Valve’s Recent Announcements Show They Aren’t Going After Consoles, But Rather Tradition

What if one day you woke up and realized that you’ve essentially been living the same day of your life over and over with only minor deviations separating one from the other? How would you react to suddenly discovering that all those twists and turns you’ve taken through your life that you thought led to a new road, instead proved to be detours that inevitably led you to the same path as before? Would you accept this destiny? Would you deny its existence and go on believing you are the master of several fates? Could you find a way to stop the pattern for good?

It appears that one day Gabe Newell, or more likely some collection of employees at Valve, did wake up and realize that for all of the advancements video games have made, the industry is ultimately treading the same ground and abiding to the same rules. Rules that, whether we fully realized it or not, set a basic template for how the entire game business would work that have been loosely followed ever since.

The biggest, and most problematic, of these rules would have to be the roles that everyone and everything in the industry (including console manufacturers, consoles themselves, the PC industry, and you the gamer) have been assigned and are expected to live by. There have been the aforementioned deviations of course (consoles serving as multimedia machines, elements of PC and console gaming bleeding into each other, etc.) but for the most part, if you look closely enough you can see that year after year, and generation after generation the basic mold of how gaming functions doesn’t really suffer much change out of fear that doing so will screw the over $60 billion a year pooch the industry has become.

Valve has never really been a company that lived and died by these conventions however. While you could easily write an essay on how they proved this on the game design side with the innovations of Half-Life, their biggest rebellion came with the arrival of Steam, which not only threatened to remove the role of the traditional video game retailer, but provided a marketplace where the guy making a game in his garage could theoretically have as much shelf space as a AAA gaming conglomerate, among other innovations.

Still though, when everyone started to realize that Valve was going to support a piece of hardware, and when Vavle themselves revealed that they wanted to expand their domain into the living room, it was not some radical new approach many of us envisioned, but rather ideas formulated by those invisible conceptual strings that have been making gaming dance for decades now. Many pictured a unique “Steambox” with big exclusives to help sell it, and a clear and present plan accentuated by a heavy amount of presentation flash that would reveal that Gabe and co. were coming after Sony, Microsoft, and Nintendo in a way that affords the poor headline writers of the world an afternoon off as they hastily scribble some variation of the new phrase “The Big Four.”

To some extent Valve did give us that, but they did it in a fashion that reminds me of the classic American Gothic painting as, on the surface, we are able to look at their news and be reminded of the traditional homeland style console reveals like Momma used to announce. A deeper look, though, shows a certain unsettling hidden agenda behind the comforting image that makes you somewhat nauseous with its implications.

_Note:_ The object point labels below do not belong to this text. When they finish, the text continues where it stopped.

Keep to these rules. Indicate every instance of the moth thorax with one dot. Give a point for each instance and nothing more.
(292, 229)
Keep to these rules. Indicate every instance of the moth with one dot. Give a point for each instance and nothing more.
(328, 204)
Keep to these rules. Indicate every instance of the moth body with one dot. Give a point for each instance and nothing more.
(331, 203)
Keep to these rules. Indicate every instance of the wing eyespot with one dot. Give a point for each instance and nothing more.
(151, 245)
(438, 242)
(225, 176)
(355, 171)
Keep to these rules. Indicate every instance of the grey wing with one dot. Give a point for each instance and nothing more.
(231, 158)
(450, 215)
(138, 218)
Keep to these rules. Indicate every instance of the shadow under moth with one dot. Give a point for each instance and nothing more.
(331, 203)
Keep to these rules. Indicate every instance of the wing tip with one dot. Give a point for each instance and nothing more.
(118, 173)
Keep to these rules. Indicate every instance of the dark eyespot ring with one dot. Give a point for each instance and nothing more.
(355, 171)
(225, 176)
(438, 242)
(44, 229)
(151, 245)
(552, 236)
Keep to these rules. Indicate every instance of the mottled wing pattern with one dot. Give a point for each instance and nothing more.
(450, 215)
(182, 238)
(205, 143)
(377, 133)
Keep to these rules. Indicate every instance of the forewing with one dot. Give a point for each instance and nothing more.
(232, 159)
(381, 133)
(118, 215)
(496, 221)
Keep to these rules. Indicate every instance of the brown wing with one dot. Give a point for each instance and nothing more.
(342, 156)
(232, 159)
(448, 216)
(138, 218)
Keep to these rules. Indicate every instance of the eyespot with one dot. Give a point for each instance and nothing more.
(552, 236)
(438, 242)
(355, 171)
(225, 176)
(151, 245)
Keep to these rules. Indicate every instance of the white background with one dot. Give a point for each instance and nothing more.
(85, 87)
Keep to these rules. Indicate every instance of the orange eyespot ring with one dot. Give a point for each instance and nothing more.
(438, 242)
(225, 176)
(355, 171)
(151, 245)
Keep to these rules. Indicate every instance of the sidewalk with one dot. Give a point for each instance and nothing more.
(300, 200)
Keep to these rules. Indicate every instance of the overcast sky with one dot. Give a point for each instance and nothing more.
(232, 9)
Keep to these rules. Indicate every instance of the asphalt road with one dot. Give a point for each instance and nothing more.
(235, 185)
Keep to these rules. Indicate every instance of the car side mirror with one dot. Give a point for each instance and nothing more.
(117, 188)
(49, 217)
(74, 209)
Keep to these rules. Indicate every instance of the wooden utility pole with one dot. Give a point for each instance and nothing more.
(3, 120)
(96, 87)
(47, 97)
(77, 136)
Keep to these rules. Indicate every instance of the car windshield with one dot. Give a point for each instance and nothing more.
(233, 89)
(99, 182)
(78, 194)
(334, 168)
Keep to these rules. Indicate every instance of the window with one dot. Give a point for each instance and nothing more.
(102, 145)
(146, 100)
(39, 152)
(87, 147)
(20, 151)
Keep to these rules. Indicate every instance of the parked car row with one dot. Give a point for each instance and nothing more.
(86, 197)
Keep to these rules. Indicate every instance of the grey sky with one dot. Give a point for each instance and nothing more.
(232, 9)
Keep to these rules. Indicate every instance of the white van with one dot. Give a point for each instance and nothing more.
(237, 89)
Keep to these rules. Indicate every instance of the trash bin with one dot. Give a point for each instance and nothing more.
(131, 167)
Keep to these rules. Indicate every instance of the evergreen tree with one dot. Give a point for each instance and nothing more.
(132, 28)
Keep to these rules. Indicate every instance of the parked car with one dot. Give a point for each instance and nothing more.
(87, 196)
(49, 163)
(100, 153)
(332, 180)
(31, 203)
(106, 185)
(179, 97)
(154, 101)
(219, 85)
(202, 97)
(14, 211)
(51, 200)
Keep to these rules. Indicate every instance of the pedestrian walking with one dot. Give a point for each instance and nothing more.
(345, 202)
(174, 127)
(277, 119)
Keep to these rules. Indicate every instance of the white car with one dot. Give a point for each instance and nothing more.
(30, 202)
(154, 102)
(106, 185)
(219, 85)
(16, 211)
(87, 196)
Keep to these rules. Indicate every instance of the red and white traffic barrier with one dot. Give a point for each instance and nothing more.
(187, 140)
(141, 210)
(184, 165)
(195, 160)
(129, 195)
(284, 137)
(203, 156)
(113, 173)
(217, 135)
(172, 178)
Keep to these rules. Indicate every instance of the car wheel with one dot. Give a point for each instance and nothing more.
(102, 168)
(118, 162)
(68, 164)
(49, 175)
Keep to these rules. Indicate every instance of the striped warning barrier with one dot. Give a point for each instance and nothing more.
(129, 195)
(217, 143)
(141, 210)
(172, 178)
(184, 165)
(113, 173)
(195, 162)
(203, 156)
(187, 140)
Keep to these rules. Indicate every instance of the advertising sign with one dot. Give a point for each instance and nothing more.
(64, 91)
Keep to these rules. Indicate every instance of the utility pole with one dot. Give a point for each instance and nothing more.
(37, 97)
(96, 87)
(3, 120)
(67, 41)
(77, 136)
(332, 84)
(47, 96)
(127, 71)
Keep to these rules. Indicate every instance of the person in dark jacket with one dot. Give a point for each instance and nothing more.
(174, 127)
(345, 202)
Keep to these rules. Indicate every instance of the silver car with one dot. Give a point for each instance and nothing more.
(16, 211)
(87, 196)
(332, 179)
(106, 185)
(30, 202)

That feeling derives from the fact that Valve isn’t releasing a traditional console, nor or they necessarily aiming to engage in a direct sales war with the big three. Instead, their target appears to be nearly every convention we’ve come to accept about gaming. While this approach is obvious through the intent of Steam OS to replace Windows as the go to operating system for games on the PC, the basic design of the controller (which is already drawing a host of Photoshop mocks) that only seems to loosely resemble the ideas we’ve come to associate with a controller, or the theory that with a Steam Machine your gaming device can serve as a true all in one system, the real signs of Valve’s intentions to facilitate a change on a large scale go much deeper.

By far the biggest example of this is the effort being put towards offering users true input and accessibility when it comes to interacting with their gaming machine. From being able to select a variety of Steam machines that works for your specific needs, to the ability to map their controller’s functions down to the most minute of preferences, right down to the OS itself which is open sourced enough to encourage independent development on a level never conceived before, one of the primary ideas that fuel this new campaign is the idea that gamers themselves have the ability to play a role much grander than that of consumers. Gabe Newell said as much during the recent Linux speech when he commented that the one group of developers that Valve wouldn’t want to compete with is the community itself who he says have far outstripped the creative productivity of Valve, and could potentially become more effective contributors to games than traditional developers. To the high powers of old, this is a logic equivalent to building an unlocked gate on the side of Rome that reads “Barbarians Only.”


While many of the mentioned ideas have existed in one form or another in PC gaming for years, never before has a company attempted to take those aspects of PC gaming and port them over to format that encroaches on the territory of the traditional console/living room set up, which is usually acknowledged as the base of operations for all of the most lucrative forms of home entertainment.

What’s brilliant about the entire notion, though, is how unassuming it is. Valve is not forcing anyone to buy a Steam machine or convert to Steam OS, and have, in fact, gone out of their way to emphasize how anyone who is comfortable with their current PC gaming set up will be allowed to continue living with it. That’s the aspect Microsoft didn’t understand when trying to re-invent the console wheel with the Xbox One, and, as such, the early design of that system came across like an obvious Trojan horse that once accepted into your home would force its ways and beliefs on you without choice. Valve’s approach on the other hand is like a secret meaning in a clandestine location where revolution is only whispered between capable parties. They are slowly letting the idea of change enter the hearts and minds of the people, and are only willing to proceed further if the development and reception to that idea merits it.

In taking the pulse of the online gaming community regarding Valve’s announcements, it seems that there are a lot of feelings of either disinterest or confusion regarding them. If those are your reactions, don’t feel slighted or lost, but rather understand that everything that has been revealed isn’t meant to be a set in stone vision of the future of gaming. but instead is intended to set the foundation of an idea regarding the future of gaming that will only become standard or encouraged if it is executed in a way that warrants success, rather than serving as the one and only option for consumers that don’t want to be left behind and are forced to buy a system that may or may not be fully capable, just to stay current.

Ultimately, that may just be the biggest convention that Valve is attacking. It’s also the one that, if defeated, may just light the way to a truly new path in gaming.